Friday, March 23, 2007

10 years.....

So another year of my kids' birthdays has come and gone. It was fun. Today was Kristen's 10Th birthday. As I sit here typing, I can hear her upstairs giggling with her friends......aah, remembering the fun and excitement of birthday sleepovers. While they are settling in for the night (yeah right, settling in, who am I kidding), I thought I would reminisce for a minute.......

Ten years ago, I gave birth to my first baby girl. I knew from the start having a girl would be wonderful. How I loved to dress her up and show her off. How I loved to sit and rock her, looking into her sweet face and wondering who she would become. My heart melting every time I looked into her deep green eyes, hoping I could be the mama she deserved and praying she would always know how much I love her. Then as the days, weeks, years passed, her sweet personality developed and now I sit and look in amazement at the young woman she is becoming. It makes me so proud to see her interact with others and to hear the compliments I always hear about her. She is such a good girl and has a heart of gold. She shows so much love and care for others, especially those younger than her. She is always so willing to help. Watching her now, is like looking at mirror of myself at 10. She is so much like I was in so many ways, it is truly amazing. It is bittersweet to see my little girl growing up so fast before my eyes, leaving little girlhood behind but I know one day she will become a special woman and will continue to make me proud. Happy Birthday to my beautiful sweet girl....I love you Kristen.

Tuesday, March 20, 2007

Running on empty...

.......that is how I feel tonight.( and my gas tank will also be by the week's end!!) We had a fun but long day today and will be out again all day tomorrow. Thanks to the wonderful pollen this time of year and me having to to take something for my raging allergies, I feel like I am running on empty (not in a bad way, just crazy busy tiredness). I will be glad when this week ends so I can "refuel" myself........and my gas tank!! OK.....that is it, short and sweet tonight, I hear my pillow calling my name..................

Monday, March 19, 2007

A quiet place to think......

I am not exactly sure what I am going to blog about here.
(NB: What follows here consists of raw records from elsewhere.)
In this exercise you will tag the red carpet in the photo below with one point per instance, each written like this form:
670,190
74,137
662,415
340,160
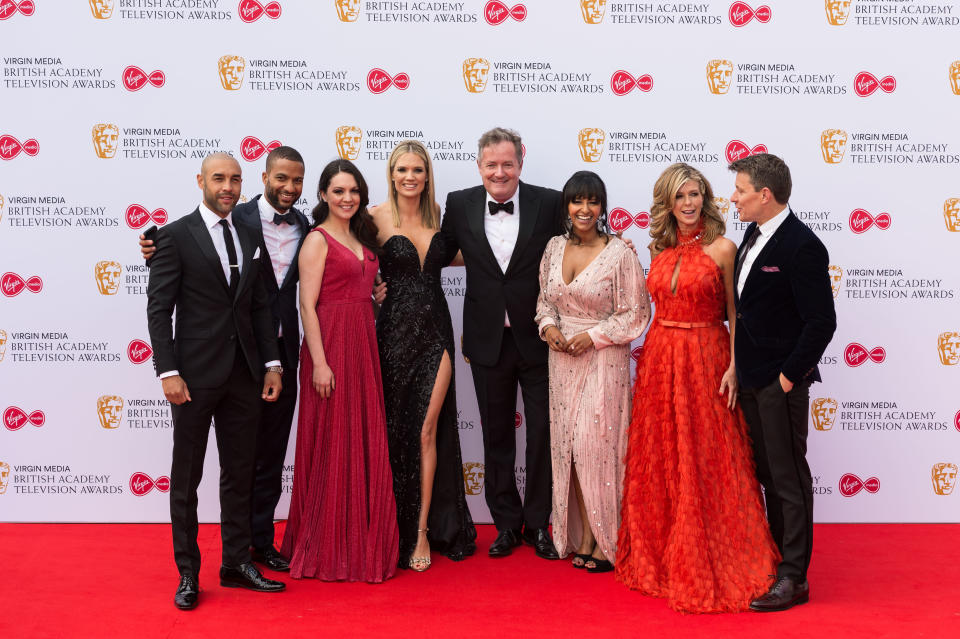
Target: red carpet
105,581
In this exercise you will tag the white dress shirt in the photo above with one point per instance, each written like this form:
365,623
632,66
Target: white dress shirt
501,231
767,229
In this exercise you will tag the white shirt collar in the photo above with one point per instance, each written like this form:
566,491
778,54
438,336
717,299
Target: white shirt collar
211,219
768,228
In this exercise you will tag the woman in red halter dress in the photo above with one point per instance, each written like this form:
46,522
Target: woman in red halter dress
693,529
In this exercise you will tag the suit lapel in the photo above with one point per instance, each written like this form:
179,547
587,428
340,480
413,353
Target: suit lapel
476,209
529,210
202,237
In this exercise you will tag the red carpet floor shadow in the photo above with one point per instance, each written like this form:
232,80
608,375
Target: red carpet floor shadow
118,580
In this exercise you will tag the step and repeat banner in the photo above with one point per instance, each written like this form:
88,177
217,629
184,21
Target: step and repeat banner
109,107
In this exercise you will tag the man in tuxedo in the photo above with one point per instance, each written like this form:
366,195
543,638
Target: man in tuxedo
502,228
212,366
785,319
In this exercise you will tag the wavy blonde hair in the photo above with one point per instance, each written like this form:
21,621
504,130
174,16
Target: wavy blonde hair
429,211
663,225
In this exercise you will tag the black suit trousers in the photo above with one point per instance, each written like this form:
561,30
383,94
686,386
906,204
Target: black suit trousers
778,429
272,435
235,409
496,388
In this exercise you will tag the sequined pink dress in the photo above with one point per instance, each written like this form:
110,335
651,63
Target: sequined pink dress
590,393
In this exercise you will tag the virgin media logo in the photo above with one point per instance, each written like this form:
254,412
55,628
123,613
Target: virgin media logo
622,83
252,148
856,354
138,351
620,219
861,221
251,10
866,84
496,12
15,418
12,284
135,78
741,13
850,485
737,149
9,8
10,147
142,483
138,216
379,81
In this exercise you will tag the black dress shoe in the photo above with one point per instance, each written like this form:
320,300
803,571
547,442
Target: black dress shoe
541,542
187,592
247,576
504,544
785,593
270,558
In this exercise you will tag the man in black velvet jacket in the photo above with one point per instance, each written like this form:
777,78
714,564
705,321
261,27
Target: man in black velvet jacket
785,319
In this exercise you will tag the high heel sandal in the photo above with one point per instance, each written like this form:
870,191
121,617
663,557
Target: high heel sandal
420,563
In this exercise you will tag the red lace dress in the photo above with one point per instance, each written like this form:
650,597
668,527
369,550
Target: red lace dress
343,518
693,528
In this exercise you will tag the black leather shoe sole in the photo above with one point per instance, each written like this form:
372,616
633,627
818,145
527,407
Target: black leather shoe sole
802,599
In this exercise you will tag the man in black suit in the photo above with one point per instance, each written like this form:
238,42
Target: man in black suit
502,228
785,320
207,269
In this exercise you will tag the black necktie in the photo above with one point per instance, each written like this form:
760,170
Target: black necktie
231,255
495,207
743,254
284,218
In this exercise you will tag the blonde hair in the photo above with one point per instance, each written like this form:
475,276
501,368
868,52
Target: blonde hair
429,211
663,225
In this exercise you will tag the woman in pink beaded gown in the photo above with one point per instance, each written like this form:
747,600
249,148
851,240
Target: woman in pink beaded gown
342,523
693,528
592,304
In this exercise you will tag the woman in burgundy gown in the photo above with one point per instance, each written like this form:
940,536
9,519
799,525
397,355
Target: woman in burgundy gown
692,528
342,523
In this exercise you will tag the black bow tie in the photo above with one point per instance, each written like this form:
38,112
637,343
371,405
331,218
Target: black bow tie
496,207
284,218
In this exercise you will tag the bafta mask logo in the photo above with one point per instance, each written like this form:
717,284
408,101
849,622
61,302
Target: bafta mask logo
107,274
473,478
110,411
105,140
823,410
591,144
475,72
837,11
593,10
951,214
4,476
101,9
833,144
948,347
348,142
348,10
836,276
719,75
944,476
723,205
231,71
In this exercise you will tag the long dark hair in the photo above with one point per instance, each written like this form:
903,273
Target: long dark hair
361,224
587,185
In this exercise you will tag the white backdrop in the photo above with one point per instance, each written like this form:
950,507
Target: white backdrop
87,433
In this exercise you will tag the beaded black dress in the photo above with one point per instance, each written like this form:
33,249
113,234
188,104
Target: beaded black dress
413,331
I have been thinking about creating a new blog for awhile now but just haven't done it. Thanks to my friend, Alice, sharing her blog, I decided I would go ahead and create mine here too.
My goal is to blog about the "me" side of life. Just me, the good days and the bad days, the crazy stuff and not so crazy, really just whatever strikes me that day. I have another blog where I mostly post about the kids and day to day life around here. I am sure some of that will spill over into this blog, but mostly, this is going to be just me. I guess you could say, a place for me to think out loud so to speak.
So......don't say I didn't warn you, this blog will be a hodge podge of craziness and probably lots of rambling about who knows what!!